It was a wild and stormy night in 1878. The rough seas, the dense fog and the notorious rock outcrops in this treacherous coast were the death knell for the clipper ship Loch Ard with 54 passengers aboard, almost at the end of her three-month journey from England. The ship struck a rocky reef off Mutton Bird Island at the entrance to what is now called, Loch Ard Gorge. 

There were only two survivors: a handsome man called Tom Pearce who managed to cling to a lifeboat and was swept into a gorge and a young girl called Eva Carmichael who clung on to some wreckage for five hours, before she was spotted by Tom. They took refuge in a sheltered cave until Tom scaled a sheer cliff, ran into some farm workers from a nearby sheep station and got help!

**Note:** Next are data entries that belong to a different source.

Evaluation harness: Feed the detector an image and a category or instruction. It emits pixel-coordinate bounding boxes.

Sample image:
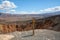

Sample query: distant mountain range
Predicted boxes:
[0,11,60,22]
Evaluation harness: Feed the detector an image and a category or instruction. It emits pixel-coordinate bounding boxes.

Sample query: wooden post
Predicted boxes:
[32,18,35,35]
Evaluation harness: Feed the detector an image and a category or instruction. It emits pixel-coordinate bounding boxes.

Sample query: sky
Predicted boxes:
[0,0,60,14]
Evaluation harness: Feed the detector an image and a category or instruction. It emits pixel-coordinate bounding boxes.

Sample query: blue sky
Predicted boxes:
[0,0,60,14]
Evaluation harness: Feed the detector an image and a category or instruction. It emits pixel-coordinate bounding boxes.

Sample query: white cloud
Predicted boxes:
[0,0,17,13]
[1,1,16,9]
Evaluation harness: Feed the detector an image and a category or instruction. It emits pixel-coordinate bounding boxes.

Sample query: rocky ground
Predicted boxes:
[0,29,60,40]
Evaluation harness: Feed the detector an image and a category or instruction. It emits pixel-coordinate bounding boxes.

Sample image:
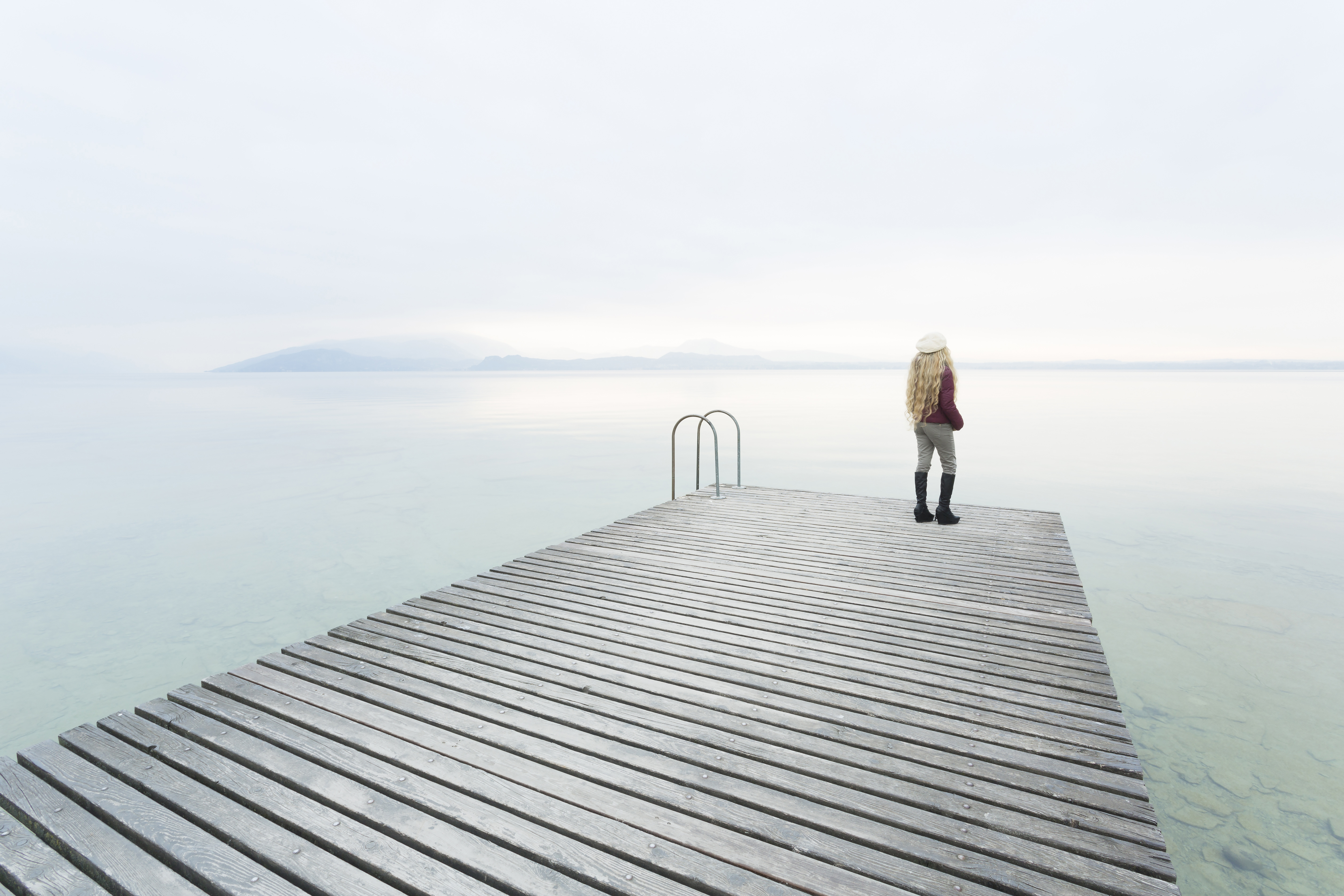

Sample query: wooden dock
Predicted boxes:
[0,488,1179,896]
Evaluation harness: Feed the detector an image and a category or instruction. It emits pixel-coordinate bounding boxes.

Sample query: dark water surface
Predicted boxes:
[0,371,1344,896]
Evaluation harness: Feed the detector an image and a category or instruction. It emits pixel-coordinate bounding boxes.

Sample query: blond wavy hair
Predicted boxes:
[906,348,957,427]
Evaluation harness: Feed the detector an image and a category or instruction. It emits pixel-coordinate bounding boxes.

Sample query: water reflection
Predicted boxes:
[0,371,1344,896]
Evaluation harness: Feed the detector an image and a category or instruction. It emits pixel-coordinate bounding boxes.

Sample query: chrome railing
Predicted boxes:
[695,411,742,492]
[672,411,724,501]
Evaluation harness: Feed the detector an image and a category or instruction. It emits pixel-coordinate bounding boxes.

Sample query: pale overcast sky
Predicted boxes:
[0,0,1344,369]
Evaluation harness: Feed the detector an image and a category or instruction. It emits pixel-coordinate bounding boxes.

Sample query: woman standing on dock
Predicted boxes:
[906,333,964,525]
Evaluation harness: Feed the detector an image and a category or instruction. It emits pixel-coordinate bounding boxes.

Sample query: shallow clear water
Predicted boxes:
[0,371,1344,896]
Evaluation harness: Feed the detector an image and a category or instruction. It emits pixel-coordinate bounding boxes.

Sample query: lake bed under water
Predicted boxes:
[0,371,1344,896]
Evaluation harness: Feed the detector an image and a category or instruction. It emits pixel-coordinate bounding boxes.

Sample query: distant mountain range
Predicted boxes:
[468,352,906,371]
[201,333,1344,373]
[210,333,513,373]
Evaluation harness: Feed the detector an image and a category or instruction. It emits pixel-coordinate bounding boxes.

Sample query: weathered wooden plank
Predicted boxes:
[332,621,1156,825]
[98,715,508,896]
[568,533,1089,618]
[325,621,1160,822]
[425,580,1122,724]
[547,540,1095,623]
[0,756,203,896]
[605,516,1082,603]
[8,488,1179,896]
[60,716,408,896]
[156,677,798,896]
[515,548,1102,654]
[302,638,1171,879]
[0,811,107,896]
[642,494,1072,563]
[625,494,1071,564]
[379,599,1141,793]
[19,740,304,896]
[625,501,1076,572]
[204,669,946,896]
[500,556,1109,672]
[249,645,1171,895]
[473,564,1114,682]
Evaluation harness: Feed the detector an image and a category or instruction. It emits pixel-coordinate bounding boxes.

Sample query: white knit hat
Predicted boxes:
[915,332,947,355]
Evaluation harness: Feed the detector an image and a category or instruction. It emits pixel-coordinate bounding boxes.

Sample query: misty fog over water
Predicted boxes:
[0,371,1344,896]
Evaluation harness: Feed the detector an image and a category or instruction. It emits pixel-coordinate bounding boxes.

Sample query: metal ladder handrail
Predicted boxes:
[672,414,723,501]
[695,411,742,492]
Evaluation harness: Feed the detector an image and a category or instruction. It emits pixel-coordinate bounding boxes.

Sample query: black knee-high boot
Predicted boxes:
[915,470,933,523]
[934,473,961,525]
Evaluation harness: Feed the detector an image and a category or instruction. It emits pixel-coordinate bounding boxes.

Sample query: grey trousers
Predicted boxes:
[915,423,957,474]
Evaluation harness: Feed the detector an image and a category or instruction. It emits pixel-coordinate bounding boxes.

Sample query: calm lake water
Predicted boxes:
[0,371,1344,896]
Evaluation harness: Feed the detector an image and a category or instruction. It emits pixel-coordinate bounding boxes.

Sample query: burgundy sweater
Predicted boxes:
[922,367,965,431]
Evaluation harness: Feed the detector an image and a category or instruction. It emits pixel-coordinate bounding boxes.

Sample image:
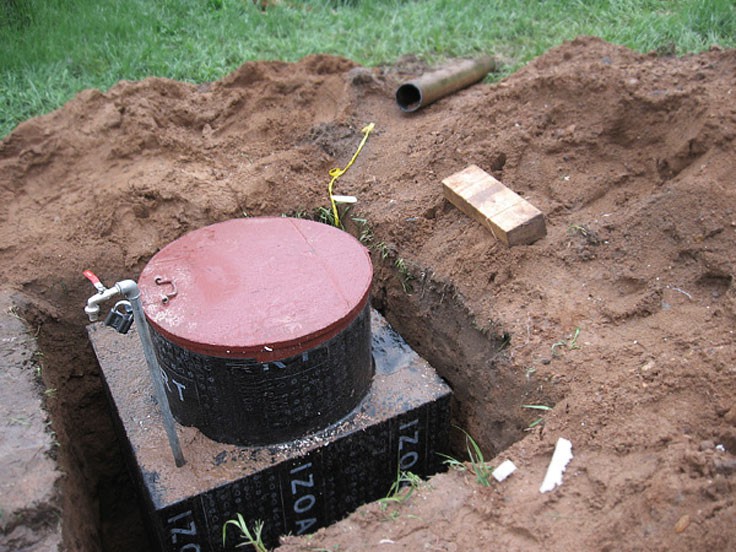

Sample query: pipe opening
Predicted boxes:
[396,83,422,113]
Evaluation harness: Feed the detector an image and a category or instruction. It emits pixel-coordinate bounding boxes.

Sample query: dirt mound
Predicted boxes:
[0,38,736,550]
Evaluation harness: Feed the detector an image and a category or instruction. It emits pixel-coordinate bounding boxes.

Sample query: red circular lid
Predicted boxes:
[138,217,373,362]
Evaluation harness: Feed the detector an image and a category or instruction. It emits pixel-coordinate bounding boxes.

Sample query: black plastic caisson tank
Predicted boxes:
[139,218,373,445]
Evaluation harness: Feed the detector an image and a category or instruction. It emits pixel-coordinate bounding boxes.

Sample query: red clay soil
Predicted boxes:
[0,38,736,550]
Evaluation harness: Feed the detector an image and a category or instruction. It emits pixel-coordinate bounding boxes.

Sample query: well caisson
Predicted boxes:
[139,218,373,445]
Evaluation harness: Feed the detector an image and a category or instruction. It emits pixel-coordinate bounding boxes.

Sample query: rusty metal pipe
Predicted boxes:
[396,56,495,113]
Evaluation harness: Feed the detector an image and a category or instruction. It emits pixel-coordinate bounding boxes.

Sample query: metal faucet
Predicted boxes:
[83,270,186,468]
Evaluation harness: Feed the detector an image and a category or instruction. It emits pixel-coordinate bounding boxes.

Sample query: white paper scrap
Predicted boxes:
[492,460,516,483]
[539,437,572,493]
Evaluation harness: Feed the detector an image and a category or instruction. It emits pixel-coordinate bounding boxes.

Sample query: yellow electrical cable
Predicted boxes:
[327,123,376,228]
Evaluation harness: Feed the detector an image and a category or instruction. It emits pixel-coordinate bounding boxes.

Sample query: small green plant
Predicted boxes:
[394,257,414,294]
[440,428,493,487]
[378,469,422,510]
[314,207,338,226]
[351,217,374,248]
[552,328,580,355]
[222,513,268,552]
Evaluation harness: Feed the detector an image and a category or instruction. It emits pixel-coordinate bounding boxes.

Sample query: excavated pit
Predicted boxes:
[0,38,736,551]
[30,260,538,550]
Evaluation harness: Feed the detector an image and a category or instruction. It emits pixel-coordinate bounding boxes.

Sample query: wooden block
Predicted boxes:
[442,165,547,247]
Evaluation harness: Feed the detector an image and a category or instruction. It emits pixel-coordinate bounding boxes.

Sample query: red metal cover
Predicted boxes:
[138,217,373,362]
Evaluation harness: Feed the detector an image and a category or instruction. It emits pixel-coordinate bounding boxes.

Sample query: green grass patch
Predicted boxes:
[0,0,736,136]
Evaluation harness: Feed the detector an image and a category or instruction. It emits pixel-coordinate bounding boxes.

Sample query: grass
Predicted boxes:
[222,514,268,552]
[440,428,493,487]
[378,470,422,510]
[0,0,736,136]
[551,328,580,356]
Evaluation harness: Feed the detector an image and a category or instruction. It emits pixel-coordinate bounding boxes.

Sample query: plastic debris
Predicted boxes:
[539,437,572,493]
[493,460,516,483]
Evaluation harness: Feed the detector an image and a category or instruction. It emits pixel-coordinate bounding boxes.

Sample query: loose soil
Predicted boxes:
[0,38,736,550]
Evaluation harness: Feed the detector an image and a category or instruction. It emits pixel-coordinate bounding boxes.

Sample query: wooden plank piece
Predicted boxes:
[442,165,547,247]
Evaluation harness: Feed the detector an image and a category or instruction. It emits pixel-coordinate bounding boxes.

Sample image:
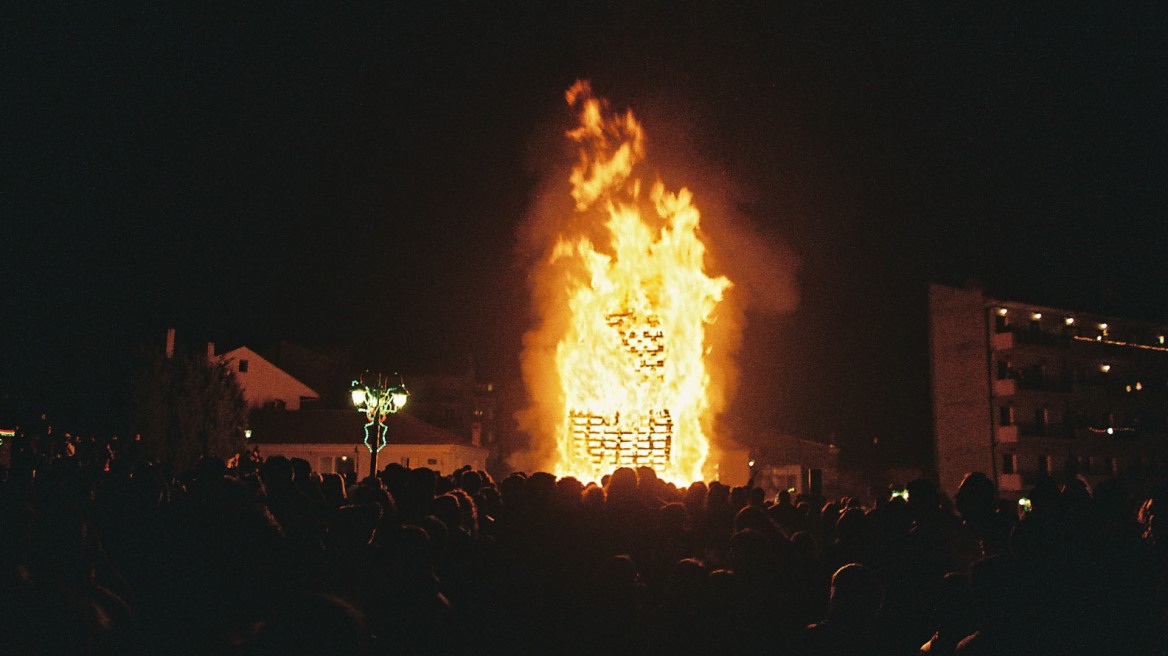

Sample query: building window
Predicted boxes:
[994,307,1010,333]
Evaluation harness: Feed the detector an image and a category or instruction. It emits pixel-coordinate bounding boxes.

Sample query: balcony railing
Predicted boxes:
[995,426,1018,444]
[997,474,1022,491]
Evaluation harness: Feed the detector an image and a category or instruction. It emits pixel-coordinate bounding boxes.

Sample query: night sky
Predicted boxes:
[0,2,1168,463]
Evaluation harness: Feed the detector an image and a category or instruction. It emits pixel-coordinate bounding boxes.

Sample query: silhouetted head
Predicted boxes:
[835,508,869,544]
[828,563,884,622]
[953,472,997,522]
[904,479,941,519]
[605,467,637,504]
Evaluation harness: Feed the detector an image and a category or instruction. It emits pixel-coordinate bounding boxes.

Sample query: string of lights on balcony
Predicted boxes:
[1087,427,1135,435]
[1072,335,1168,351]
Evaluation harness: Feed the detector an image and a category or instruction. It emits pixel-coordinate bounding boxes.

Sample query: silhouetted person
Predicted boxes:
[804,565,884,656]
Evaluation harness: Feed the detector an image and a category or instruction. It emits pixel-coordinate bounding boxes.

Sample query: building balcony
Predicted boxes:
[997,474,1022,491]
[990,333,1014,351]
[994,378,1018,397]
[994,426,1018,444]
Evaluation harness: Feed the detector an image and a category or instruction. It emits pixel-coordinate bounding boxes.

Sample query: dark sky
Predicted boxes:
[0,2,1168,461]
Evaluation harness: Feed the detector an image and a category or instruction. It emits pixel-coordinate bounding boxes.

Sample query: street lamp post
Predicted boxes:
[349,374,410,476]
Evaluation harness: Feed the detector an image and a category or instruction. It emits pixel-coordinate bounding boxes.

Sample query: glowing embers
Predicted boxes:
[605,312,665,383]
[569,410,673,472]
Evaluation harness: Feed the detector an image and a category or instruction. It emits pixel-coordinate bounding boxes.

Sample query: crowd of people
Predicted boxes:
[0,429,1168,656]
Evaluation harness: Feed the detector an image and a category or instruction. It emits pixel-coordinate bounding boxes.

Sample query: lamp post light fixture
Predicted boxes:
[349,374,410,476]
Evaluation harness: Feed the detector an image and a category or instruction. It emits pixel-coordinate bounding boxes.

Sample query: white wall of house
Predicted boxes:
[259,442,489,479]
[218,347,320,410]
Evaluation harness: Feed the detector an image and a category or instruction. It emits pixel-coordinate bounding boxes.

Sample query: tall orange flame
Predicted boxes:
[551,82,730,484]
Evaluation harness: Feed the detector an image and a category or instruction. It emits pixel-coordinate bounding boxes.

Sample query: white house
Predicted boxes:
[217,347,320,410]
[249,410,491,477]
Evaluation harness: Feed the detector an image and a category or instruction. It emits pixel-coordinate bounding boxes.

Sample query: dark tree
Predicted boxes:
[132,351,248,472]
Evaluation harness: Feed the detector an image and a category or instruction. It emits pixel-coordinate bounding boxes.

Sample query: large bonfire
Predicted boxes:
[543,82,730,484]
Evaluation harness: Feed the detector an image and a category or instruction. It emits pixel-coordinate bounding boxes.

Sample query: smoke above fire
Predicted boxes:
[510,82,798,482]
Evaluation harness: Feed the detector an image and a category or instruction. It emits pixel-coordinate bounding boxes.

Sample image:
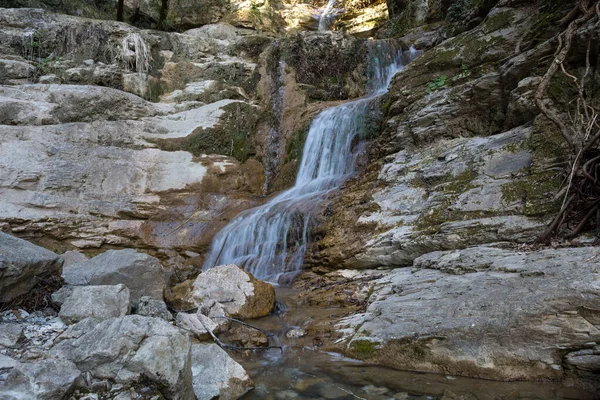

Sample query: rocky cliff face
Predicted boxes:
[0,9,376,277]
[0,0,600,396]
[314,2,584,268]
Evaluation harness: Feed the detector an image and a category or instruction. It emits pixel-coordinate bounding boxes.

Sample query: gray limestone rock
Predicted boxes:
[135,296,173,321]
[192,264,275,318]
[0,231,63,302]
[175,313,219,340]
[192,343,254,400]
[338,247,600,380]
[0,359,81,400]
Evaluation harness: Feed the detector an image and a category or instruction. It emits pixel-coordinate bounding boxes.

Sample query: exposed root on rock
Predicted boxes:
[535,0,600,243]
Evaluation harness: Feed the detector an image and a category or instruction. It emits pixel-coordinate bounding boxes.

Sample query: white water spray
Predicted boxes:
[203,41,417,282]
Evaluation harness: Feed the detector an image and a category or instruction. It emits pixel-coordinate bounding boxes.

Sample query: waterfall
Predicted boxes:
[203,41,417,282]
[319,0,338,32]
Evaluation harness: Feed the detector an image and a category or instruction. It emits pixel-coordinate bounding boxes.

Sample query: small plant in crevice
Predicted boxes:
[426,75,448,94]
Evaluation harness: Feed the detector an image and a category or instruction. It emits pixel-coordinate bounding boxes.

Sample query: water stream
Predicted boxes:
[319,0,339,32]
[203,41,417,282]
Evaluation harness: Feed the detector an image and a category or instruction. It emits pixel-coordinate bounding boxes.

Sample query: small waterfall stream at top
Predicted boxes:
[203,41,417,282]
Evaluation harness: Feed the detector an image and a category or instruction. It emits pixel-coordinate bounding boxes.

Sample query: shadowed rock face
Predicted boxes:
[192,264,275,318]
[0,232,63,303]
[192,344,254,400]
[338,247,600,380]
[50,315,193,400]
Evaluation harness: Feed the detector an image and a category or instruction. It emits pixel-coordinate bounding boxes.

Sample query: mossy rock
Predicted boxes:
[154,102,260,163]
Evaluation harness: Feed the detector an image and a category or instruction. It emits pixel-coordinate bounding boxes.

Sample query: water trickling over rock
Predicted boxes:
[203,41,416,282]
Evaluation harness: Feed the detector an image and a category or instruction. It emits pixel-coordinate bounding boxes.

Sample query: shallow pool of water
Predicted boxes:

The multi-million dollar hi-tech sound and laser show called ‘Shipwrecked’ is projected on a wharf theatre, where we become part of the Loch Ard’s final voyage. The maritime village is the background and the story is projected on to a water fountain and uses images, lasers, illusions, mist effects and giant water screens to make the experience real. The walls slide away as we watch the scene entranced — chimneys spout ribbons of smoke, the Steam Packet Inn is filled with exuberant drinkers and colourful boats are moored on the silent waters. Suddenly a storm brews, rain and lightning lash the skies and the pounding ocean and a sheer cliff where Tom is swept away is all before our eyes. Technical wizardry makes our experience almost surreal.

The seats rock from side to side, simulating the ship on the pounding surf. We get drawn into the story of Tom and Eva and their survival against all odds. There was a lot of romantic expectation from the public that Eva and Tom would fall in love and marry. But Eva was a daughter of a British aristocrat and Tom Pearce was a mere seaman. Eva returned to Ireland and Tom went on to become a captain of a ship. Their miraculous story lives every night in this seaside town.